Gold-williams said ERCOT ordered CPS to slash five times as much power last week as it cut during the 2011 cold snap, which also resulted in blackouts in San Antonio.
The grid operator also directed natural gas providers to preserve the fossil fuel to use for heating homes rather than sending it to power plants to generate electricity.
The freeze sharply reduced the natural gas supply as demand for gas heat and electricity hit a new high in Texas. As the storm’s severity became clear, prices for natural gas in the Permian Basin skyrocketed more than 6,000 percent.
CPS Energy had to buy natural gas at those astronomical prices to fuel power generation at its plants, Gold-williams said.
“Typically, the gas price is affordable. But in this case, we had all the issues with supply,” she said. “That was happening across the state.”
CPS paid for some of the gas out of its cash reserves.
Covering the cost isn’t as simple as asking ERCOT to pay CPS’ natural gas bill. The utility owes natural gas suppliers, not the grid operator, Gold-williams said.
“The biggest piece of (the expense) is from a completely different group of entities where we’re buying fuel,” she said. “They are not ERCOT bills.”
State lawmakers are grappling with the question of how to stop utilities from passing fuel costs to their customers. In a Sunday appearance in San Antonio, Abbott said storm-related utility bills will be the Legislature’s “top priority.”
“Texans who suffered through days of freezing cold without power should not be subjected to skyrocketing energy bills due to a spike in the energy market,” Abbott said.
State Rep. Lyle Larson, a San Antonio Republican, is urging Texas leaders to dip into the state’s so-called rainy day fund to offset those costs — a move Abbott didn’t rule out Sunday.
“It is our fault we did not weatherize our power generation capacity,” Larson said in a Sunday tweet.

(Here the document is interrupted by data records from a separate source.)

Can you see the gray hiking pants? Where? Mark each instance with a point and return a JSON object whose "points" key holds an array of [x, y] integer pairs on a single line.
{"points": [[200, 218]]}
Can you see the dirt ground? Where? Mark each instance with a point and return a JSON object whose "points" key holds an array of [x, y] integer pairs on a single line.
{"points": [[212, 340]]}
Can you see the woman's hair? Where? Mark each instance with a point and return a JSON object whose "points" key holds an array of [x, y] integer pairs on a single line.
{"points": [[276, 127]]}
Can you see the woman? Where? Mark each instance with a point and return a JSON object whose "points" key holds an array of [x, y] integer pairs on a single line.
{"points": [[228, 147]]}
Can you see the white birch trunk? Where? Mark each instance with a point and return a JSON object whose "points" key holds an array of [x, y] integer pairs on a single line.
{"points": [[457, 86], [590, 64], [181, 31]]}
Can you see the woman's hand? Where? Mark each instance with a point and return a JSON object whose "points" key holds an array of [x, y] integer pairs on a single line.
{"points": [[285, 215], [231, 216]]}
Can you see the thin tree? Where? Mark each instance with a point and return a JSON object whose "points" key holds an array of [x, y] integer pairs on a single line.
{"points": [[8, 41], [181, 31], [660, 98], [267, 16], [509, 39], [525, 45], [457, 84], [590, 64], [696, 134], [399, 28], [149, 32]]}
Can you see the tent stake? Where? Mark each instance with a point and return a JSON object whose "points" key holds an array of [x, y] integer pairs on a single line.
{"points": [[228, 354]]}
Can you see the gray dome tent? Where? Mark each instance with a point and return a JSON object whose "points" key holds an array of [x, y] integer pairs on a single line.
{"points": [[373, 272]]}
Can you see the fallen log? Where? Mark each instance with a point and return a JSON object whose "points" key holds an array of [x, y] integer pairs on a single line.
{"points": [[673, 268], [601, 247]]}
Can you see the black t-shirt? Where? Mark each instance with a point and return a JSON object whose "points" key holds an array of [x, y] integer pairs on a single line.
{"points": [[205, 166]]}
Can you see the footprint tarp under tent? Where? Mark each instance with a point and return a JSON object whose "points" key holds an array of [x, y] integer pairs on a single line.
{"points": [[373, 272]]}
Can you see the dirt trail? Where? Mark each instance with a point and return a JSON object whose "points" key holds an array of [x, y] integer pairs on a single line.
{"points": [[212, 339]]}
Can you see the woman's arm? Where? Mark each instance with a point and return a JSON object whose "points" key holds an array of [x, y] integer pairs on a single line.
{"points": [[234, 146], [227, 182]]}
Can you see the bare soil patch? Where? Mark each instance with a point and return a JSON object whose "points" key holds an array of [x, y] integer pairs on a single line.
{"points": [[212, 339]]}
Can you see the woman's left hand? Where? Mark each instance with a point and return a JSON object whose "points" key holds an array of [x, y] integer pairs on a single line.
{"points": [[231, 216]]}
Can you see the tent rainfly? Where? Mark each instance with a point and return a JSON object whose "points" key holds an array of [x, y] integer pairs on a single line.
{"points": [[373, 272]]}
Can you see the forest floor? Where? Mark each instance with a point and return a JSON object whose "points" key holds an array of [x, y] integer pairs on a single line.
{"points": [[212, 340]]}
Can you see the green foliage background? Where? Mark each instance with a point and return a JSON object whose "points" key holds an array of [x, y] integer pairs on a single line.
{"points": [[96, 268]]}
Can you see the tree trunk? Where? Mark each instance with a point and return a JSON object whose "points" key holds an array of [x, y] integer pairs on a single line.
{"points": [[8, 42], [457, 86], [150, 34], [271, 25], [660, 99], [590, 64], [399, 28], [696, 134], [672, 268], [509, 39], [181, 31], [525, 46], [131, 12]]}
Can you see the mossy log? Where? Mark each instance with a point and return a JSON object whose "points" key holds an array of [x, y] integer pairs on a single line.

On Monday, Nirenberg appeared to favor Larson’s idea. But he said he’d also spoken with the White House about potential federal relief for utility customers.
Taking money out of city coffers is out of the question, he said.

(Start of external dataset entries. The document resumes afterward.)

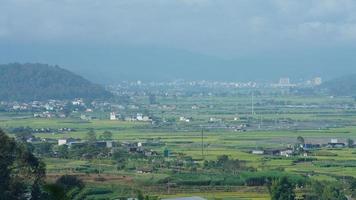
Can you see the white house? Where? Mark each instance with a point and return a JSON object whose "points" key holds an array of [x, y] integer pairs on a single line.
{"points": [[113, 116]]}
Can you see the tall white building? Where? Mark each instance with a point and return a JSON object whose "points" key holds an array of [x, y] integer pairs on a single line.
{"points": [[113, 116]]}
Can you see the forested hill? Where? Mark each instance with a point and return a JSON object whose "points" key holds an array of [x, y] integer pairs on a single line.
{"points": [[24, 82], [343, 86]]}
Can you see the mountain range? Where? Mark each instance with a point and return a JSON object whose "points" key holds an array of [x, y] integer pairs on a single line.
{"points": [[25, 82]]}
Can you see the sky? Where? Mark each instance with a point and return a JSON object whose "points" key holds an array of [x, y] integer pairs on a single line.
{"points": [[317, 37]]}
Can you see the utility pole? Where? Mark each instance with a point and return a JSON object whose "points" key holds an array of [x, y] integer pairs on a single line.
{"points": [[202, 143], [252, 105]]}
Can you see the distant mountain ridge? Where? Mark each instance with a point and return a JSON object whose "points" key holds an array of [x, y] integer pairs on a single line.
{"points": [[34, 81], [342, 86]]}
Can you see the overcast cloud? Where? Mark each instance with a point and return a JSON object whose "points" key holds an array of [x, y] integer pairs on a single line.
{"points": [[217, 27]]}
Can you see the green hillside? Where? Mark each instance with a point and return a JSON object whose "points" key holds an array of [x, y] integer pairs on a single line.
{"points": [[24, 82]]}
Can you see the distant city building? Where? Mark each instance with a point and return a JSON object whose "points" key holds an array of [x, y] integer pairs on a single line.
{"points": [[284, 81], [317, 81], [113, 116]]}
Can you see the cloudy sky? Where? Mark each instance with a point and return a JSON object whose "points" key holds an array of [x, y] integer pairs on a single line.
{"points": [[226, 29]]}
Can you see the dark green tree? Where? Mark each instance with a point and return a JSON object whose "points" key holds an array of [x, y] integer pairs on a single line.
{"points": [[350, 143], [282, 189], [107, 135], [91, 135]]}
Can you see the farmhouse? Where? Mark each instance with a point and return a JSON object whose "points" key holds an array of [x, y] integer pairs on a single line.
{"points": [[65, 141], [258, 152]]}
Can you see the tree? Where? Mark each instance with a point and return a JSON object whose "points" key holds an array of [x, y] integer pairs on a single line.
{"points": [[63, 151], [91, 135], [66, 187], [282, 190], [331, 192], [300, 140], [21, 173], [350, 143], [107, 135]]}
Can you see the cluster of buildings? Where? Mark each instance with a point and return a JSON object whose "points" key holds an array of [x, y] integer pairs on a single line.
{"points": [[304, 148], [139, 117]]}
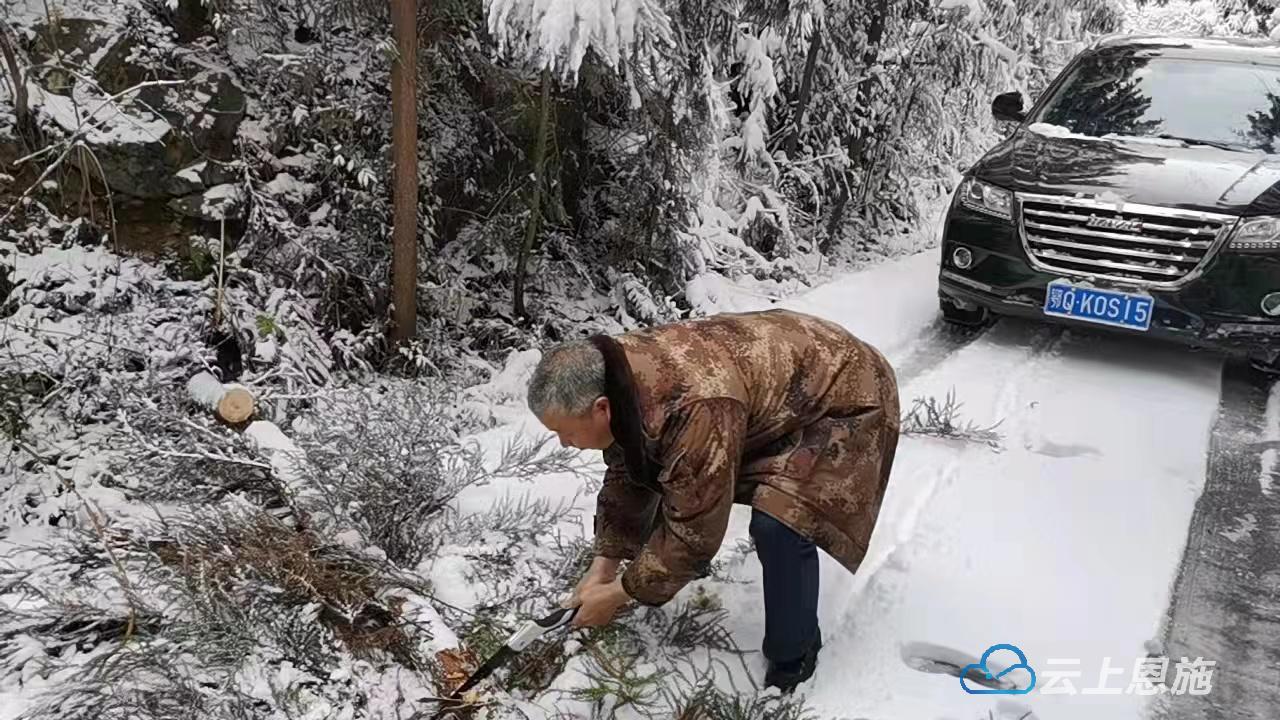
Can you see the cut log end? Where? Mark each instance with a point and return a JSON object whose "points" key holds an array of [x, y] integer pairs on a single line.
{"points": [[236, 405]]}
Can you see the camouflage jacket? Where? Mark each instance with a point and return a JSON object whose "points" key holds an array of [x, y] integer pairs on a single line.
{"points": [[778, 410]]}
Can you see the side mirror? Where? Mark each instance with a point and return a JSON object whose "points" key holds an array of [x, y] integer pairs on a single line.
{"points": [[1009, 106]]}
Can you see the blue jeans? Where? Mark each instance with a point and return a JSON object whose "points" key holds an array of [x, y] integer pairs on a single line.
{"points": [[790, 564]]}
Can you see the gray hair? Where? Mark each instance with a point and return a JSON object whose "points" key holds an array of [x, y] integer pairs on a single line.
{"points": [[567, 379]]}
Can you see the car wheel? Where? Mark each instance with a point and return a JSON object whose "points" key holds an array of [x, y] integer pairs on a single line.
{"points": [[1266, 365], [964, 317]]}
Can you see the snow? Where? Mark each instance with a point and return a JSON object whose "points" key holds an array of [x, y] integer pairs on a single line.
{"points": [[110, 126], [1040, 543], [1271, 455]]}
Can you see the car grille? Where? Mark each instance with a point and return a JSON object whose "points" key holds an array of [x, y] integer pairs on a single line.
{"points": [[1132, 244]]}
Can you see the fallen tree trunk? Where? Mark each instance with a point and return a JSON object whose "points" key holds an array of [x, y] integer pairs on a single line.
{"points": [[231, 402]]}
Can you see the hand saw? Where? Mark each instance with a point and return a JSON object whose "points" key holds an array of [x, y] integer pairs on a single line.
{"points": [[517, 642]]}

“We shouldn’t collectively just roll over for the debacle that happened last week,” Nirenberg said.
Gold-williams has said CPS will seek reimbursement from the state and federal governments. The utility could also sell bonds and use other financial instruments to spread out the cost over years.
At Monday’s CPS board meeting, customers bridled at the notion they’d be stuck with higher bills after going without power for hours or days last week.

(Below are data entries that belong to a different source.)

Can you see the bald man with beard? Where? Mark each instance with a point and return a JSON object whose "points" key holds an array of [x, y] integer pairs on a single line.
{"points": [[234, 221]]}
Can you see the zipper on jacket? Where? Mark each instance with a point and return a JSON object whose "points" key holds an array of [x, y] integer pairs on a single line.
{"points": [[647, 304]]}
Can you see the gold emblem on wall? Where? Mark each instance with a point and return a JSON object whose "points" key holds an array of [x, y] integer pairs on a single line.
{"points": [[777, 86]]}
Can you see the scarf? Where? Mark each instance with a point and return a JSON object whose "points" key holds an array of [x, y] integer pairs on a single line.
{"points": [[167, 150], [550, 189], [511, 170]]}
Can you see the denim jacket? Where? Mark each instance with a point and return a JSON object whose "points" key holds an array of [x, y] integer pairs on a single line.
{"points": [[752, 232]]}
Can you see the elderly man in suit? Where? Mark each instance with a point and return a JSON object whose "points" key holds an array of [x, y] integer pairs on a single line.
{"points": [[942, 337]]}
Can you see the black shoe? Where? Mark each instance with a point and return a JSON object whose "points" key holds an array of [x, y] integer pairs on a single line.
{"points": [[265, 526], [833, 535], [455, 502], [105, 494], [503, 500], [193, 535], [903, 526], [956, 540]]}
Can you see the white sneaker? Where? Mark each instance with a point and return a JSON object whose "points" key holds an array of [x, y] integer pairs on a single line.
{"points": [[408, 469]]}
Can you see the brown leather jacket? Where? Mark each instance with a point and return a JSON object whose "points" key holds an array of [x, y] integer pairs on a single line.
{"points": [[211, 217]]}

“CPS put out a tweet about socalled bill relief, telling folks that they can pay back their bill over 10 years for power they may or may not have had,” Isabel Castro said. “That is not relief. That is a burden.”
Some called on Gold-williams and other CPS executives to forgo bonuses or their salaries to help cover the costs.
Gold-williams said CPS in May canceled $13 million in incentive bonuses to 1,800 of the utility’s employees as the COVID-19 pandemic cut into the utility’s bottom line.
The CEO, who makes a base salary of nearly $486,000, had been set to receive a bonus of $530,000.
“There are people that continue to bring up compensation as an element to be focused on,” Gold-williams said Monday. “What we believe is that we need to be focused on providing energy and serving and connecting and finding solutions.”